The arrangement was in line with government recommendations against cross-country travel and big gatherings to reduce the chance of spreading the virus. The Centers for Disease Control and Prevention on Sunday urged no gatherings of 50 or more people.
Biden, the front-runner, and Sanders had no way of knowing how they were doing on the debate stage, and had no audience energy to draw from. That may have been more of an issue for Sanders after two presidential campaigns — in 2016 against Hillary Clinton and this year — that called for “revolution” with raucous rallies and speeches.
“Last night, we had a fireside chat, not a rally,” Sanders said. “I love doing rallies and we bring many thousands of people out to our rallies. I enjoy it very much. We’re not doing that right now.”
Sanders still spoke with his arms and hands, but he seemed toned down.
Biden, the face of the Democratic establishment, showed up in a blue suit, white shirt and red tie and cut a far more still figure, often with a hand in his pocket and a pen in his hand as Sanders spoke.

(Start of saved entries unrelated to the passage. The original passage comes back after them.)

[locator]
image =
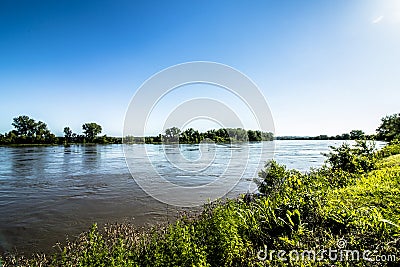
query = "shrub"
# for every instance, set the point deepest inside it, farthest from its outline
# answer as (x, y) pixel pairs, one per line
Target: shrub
(360, 158)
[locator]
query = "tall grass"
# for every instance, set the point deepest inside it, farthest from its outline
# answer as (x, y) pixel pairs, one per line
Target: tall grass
(357, 204)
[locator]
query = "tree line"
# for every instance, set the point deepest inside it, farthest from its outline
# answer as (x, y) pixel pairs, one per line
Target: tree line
(28, 131)
(388, 130)
(192, 136)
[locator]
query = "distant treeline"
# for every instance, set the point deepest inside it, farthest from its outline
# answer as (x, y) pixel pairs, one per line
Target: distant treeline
(28, 131)
(353, 135)
(192, 136)
(388, 130)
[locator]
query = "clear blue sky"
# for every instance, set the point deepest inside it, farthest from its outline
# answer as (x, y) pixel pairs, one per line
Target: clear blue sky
(325, 67)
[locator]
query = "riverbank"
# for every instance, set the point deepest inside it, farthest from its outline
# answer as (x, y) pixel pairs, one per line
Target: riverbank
(322, 211)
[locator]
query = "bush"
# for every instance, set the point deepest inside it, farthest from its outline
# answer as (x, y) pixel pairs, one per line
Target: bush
(393, 148)
(354, 160)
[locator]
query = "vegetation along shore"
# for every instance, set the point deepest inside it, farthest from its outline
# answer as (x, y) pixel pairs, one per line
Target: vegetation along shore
(345, 213)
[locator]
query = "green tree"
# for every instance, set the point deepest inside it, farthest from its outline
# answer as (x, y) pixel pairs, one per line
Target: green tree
(357, 135)
(389, 128)
(24, 126)
(172, 134)
(67, 134)
(91, 130)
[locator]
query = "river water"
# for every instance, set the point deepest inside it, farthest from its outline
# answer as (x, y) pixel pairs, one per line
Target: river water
(50, 192)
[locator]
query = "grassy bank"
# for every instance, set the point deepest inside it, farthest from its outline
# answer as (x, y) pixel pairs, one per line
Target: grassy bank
(347, 208)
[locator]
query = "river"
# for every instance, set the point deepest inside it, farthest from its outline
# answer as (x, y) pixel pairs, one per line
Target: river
(50, 192)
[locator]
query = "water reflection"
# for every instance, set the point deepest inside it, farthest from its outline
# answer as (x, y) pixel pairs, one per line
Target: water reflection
(48, 192)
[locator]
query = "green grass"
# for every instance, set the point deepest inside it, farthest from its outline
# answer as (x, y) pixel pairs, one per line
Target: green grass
(311, 211)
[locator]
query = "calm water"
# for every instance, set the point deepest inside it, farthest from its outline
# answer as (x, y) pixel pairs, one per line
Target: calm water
(47, 193)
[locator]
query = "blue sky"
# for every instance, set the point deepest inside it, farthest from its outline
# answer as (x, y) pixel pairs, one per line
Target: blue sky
(325, 67)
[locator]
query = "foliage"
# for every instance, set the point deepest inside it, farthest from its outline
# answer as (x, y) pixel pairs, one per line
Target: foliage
(91, 130)
(357, 135)
(305, 212)
(358, 159)
(28, 131)
(389, 128)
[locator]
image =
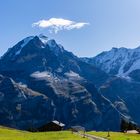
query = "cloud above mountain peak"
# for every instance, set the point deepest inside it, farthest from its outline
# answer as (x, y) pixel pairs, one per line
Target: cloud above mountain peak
(57, 24)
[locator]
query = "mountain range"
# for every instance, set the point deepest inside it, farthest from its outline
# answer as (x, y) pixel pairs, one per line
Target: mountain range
(40, 81)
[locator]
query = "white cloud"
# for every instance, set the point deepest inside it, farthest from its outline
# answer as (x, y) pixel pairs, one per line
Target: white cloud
(58, 24)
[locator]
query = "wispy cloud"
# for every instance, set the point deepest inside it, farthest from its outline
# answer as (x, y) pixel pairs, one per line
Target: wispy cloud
(57, 24)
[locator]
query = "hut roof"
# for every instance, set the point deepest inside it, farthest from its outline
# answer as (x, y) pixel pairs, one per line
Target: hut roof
(133, 131)
(58, 123)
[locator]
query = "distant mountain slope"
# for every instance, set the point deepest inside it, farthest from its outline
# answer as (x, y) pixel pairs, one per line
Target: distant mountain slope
(123, 86)
(68, 83)
(118, 61)
(125, 95)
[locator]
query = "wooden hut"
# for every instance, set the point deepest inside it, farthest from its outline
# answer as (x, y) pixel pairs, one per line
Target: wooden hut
(52, 126)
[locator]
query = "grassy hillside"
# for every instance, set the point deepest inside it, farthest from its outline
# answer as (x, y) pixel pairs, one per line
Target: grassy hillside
(10, 134)
(116, 136)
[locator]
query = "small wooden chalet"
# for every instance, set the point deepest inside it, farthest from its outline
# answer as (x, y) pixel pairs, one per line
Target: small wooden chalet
(52, 126)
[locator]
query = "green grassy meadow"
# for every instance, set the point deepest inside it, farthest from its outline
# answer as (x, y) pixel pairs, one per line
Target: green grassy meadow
(11, 134)
(116, 135)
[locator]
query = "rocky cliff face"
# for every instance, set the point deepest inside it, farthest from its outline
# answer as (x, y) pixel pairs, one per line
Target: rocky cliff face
(48, 82)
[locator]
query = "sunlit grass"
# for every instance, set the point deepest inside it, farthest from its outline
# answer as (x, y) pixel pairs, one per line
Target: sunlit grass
(116, 135)
(9, 134)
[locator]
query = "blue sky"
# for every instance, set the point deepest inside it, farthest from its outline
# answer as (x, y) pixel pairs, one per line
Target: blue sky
(112, 23)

Several times, Biden tried to show that Sanders supporters have a home in the party even if the former vice president wins the nomination, saying, “I agree with Bernie.” But Biden got ticked off at Sanders' provocations.

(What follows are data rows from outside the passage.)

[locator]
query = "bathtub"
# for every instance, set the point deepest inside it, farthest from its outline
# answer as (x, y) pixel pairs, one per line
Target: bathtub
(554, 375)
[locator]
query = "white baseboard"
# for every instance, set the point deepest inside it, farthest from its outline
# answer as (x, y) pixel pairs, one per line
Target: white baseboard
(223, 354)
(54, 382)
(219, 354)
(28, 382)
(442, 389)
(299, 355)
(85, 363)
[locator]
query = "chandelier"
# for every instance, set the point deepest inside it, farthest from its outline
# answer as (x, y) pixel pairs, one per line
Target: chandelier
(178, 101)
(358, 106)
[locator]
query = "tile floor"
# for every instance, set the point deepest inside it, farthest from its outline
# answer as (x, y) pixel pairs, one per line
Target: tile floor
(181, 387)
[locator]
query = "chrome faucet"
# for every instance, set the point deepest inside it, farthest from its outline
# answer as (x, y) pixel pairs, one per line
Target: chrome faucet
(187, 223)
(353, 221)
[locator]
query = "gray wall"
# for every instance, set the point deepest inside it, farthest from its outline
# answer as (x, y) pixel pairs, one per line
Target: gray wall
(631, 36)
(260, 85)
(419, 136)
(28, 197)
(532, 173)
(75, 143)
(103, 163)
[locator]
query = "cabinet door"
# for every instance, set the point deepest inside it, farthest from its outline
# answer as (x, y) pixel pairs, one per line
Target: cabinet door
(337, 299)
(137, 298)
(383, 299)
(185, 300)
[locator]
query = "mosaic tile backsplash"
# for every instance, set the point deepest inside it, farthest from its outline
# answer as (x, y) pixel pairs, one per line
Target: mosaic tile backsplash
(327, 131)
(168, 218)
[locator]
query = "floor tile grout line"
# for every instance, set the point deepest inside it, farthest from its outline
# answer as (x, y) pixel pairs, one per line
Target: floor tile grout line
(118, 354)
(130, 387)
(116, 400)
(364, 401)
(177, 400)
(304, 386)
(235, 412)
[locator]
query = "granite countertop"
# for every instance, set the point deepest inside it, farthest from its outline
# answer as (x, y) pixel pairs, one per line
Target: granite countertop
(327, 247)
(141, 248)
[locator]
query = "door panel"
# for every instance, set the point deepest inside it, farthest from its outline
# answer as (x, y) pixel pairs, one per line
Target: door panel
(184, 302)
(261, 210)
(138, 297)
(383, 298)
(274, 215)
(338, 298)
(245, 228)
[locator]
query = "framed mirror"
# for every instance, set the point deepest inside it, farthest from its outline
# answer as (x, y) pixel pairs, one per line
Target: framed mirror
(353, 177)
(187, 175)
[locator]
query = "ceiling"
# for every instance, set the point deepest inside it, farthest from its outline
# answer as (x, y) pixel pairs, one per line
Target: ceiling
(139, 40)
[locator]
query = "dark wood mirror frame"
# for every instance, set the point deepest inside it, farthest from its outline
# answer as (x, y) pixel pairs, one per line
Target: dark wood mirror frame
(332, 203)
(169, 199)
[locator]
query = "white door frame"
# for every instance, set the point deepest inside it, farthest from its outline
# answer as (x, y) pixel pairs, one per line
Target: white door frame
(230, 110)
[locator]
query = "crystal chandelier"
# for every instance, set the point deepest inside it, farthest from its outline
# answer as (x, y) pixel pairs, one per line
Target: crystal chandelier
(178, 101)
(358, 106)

"He's making it hard for me right now. I was trying to give him credit for things,” Biden said at one point.
Both septuagenarians said they feel fine and are taking precautions against coronavirus. But Biden coughed several times; Sanders wiped his nose.
That was “not at all helpful tonight in terms of the optics,” said Mitchell S. McKinney, director of the Political Communication Institute at the University of Missouri. “This only reminds us that both candidates are in the ‘high risk’ category for COVID-19 based on their age.”
In the end, Sanders said he would get behind Biden if that's the way the race turns out.
“If I lose this thing, Joe wins, Joe, I will be there for you,” Sanders said.